You have an order here, so that makes it predictable to know these nights are in place to happen. 

What day did you say was your husbands night? Idont see that anywhere on here

These things you get to do with your family and husband are wonderful. Dont take it for granted. Life can change in the blink of an eye. 

What are you wanting to happen in this fun night?


----------



## JJG

I am a big fan of me time. But when i say 'me time' that can be anything from drinks with friends to reading my book. Also, drinks with friends certainly doesnt happen every week without fail! (FYI Im 27 with no kids). 

I think wanting the schedule 1 day every week is too much. 

You might want to ask yourself WHY you want to spend such a frequent amount of time away from your family.


----------



## sinnister

You'll find that most men would probably think that your husband is being quite reasonable.

I would find it difficult to understand the motivation as to why it would be so important to schedule time away from me.

If a girls night (ughh) comes up then it comes up. But scheduling a weekly one gives me the creeps.

EDIT: oops...pretty much verbatim what was said above.


----------



## Dr. Rockstar

While my wife and I don't have issues with these kinds of things, I can see why other people would. There are many valid points that other posters have made.

But I'm going to side with the Original Poster regarding her issues in order:

1. I'm a Stay-at-Home Dad, but by nature I'm rather solitary and a traditional introvert (that is, I regain my energy by being by myself and not around other people). I get tense and anxious if I don't get a chance to be by myself every once in a while. For us that night is usually Wednesday. The key here is that my wife knows where I'm going. She knows that I'm going to a coffee shop or a bookstore or to the local bargain theater, not to the bars.

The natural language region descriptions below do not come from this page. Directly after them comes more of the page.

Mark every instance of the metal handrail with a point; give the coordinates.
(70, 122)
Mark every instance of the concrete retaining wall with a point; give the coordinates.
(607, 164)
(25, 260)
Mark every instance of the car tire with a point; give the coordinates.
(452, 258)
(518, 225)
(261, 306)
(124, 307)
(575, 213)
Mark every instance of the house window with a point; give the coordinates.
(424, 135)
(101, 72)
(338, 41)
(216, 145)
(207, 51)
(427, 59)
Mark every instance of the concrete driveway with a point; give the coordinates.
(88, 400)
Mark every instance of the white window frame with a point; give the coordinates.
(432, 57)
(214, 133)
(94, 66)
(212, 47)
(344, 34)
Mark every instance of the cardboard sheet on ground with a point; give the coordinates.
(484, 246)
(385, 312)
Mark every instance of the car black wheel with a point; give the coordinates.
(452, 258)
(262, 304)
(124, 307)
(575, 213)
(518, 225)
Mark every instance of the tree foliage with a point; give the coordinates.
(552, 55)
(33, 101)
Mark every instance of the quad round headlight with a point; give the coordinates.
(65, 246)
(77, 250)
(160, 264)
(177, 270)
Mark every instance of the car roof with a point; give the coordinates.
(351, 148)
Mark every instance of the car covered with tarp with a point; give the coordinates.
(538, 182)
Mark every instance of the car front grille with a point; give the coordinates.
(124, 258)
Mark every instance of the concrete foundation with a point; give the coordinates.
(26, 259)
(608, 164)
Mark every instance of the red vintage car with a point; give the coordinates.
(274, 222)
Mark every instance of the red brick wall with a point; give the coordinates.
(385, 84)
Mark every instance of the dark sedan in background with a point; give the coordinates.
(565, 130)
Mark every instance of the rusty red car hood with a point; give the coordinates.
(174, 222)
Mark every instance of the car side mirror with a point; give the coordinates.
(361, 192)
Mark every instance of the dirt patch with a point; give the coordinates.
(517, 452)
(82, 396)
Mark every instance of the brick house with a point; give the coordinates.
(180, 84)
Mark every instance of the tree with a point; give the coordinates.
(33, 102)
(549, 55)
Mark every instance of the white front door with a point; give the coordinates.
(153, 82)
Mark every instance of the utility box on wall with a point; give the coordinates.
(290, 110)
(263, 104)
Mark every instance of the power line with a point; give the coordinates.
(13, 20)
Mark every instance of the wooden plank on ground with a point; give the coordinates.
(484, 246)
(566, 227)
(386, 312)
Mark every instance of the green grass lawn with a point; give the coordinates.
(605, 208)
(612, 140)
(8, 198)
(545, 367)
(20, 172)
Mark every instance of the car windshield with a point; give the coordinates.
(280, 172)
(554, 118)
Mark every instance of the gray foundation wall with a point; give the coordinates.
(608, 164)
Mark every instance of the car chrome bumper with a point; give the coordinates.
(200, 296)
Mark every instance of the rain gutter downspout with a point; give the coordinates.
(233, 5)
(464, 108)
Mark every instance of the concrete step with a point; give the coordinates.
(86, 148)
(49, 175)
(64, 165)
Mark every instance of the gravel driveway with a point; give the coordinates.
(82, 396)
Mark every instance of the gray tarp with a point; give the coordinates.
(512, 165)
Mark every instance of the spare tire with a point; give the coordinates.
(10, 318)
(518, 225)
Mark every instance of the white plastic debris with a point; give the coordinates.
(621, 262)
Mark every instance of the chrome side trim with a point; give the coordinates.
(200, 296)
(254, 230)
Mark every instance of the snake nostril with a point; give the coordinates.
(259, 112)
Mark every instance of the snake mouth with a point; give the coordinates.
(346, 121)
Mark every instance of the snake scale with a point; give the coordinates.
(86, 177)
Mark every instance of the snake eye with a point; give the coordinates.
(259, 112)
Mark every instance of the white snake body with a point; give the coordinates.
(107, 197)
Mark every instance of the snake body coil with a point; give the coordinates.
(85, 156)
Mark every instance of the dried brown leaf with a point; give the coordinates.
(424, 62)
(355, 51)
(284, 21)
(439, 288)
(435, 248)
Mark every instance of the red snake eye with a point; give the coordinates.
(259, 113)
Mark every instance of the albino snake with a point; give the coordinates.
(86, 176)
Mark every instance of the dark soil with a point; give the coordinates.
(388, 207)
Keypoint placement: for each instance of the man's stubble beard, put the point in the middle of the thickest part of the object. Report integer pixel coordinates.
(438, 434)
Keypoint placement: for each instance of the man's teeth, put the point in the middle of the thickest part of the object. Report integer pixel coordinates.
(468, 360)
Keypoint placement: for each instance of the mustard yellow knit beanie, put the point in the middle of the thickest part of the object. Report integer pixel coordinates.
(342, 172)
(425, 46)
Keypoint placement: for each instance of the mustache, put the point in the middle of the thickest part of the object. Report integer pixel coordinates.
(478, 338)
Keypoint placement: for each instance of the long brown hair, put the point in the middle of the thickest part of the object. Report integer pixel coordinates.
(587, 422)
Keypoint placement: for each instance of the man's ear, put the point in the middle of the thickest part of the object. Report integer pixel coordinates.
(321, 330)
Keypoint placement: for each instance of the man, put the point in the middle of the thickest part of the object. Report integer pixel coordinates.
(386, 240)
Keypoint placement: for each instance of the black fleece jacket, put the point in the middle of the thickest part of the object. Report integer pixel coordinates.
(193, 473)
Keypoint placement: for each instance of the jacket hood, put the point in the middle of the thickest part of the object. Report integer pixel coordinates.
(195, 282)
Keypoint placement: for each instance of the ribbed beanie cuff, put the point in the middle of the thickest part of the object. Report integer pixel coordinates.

2. My wife works in an industry where her team goes out to celebrate after work when they have finished an important project. She also works in an industry that's dominated by men. I usually couldn't go if I wanted because I'm taking care of the kids, and I'm okay with that, because I know that nothing is going to happen.

3. Not allowing OP to visit with family alone just seems really controlling and jealous to me. My wife is very connected to her family, but they live two hours away, and many times I just don't want to go, so she takes the kids. Let's say, for example, that my wife is complaining about me and asking advice from her sister Fine. That's no different from what we do here... people who are having trouble in their marriages come here for advice. If the OP's husband doesn't want her to have any kind of relationship with any man period (which is what we're talking about) how do you think he'd feel if he found out that she was on this site.

I understand that a lot of TAM members have been burned because they let their spouses have outside relationships that became affairs. I'm really not trying to offend anyone or make light of that. But there come a point where we have to trust our spouses a little. The OP's husband just doesn't trust her, and he's beginning to cut her off from any outside relationships at all so that she can be with him 24/7. Hell, that's the definition of a misogynistic relationship, and it's something that needs to be dealt with immediately before OP's husband is controlling her entire life.


----------



## bkaydezz

yea, i have NEVER been on a girls night out where a man didnt hit on any of us.


----------



## Toffer

Can't believe this thread is still growing!

No one has agreed with your point OP but I guess that doesn't matter a whole lot to you.

If you're going to do it, do it. However, don't be surprised when your husband decides he wants to do it to and winds up meeting someone new who wants to spend as much time with HIM as possible


----------



## bkaydezz

good point Toffer!


----------



## Shaggy

You tme is fine and dandy and we all need it sometimes. However as your spouse he should always been invited by default. Especially on trips, big events, and family events. He is your family now, your companion, partner and lover. You should be sharing experiences together and growing together. 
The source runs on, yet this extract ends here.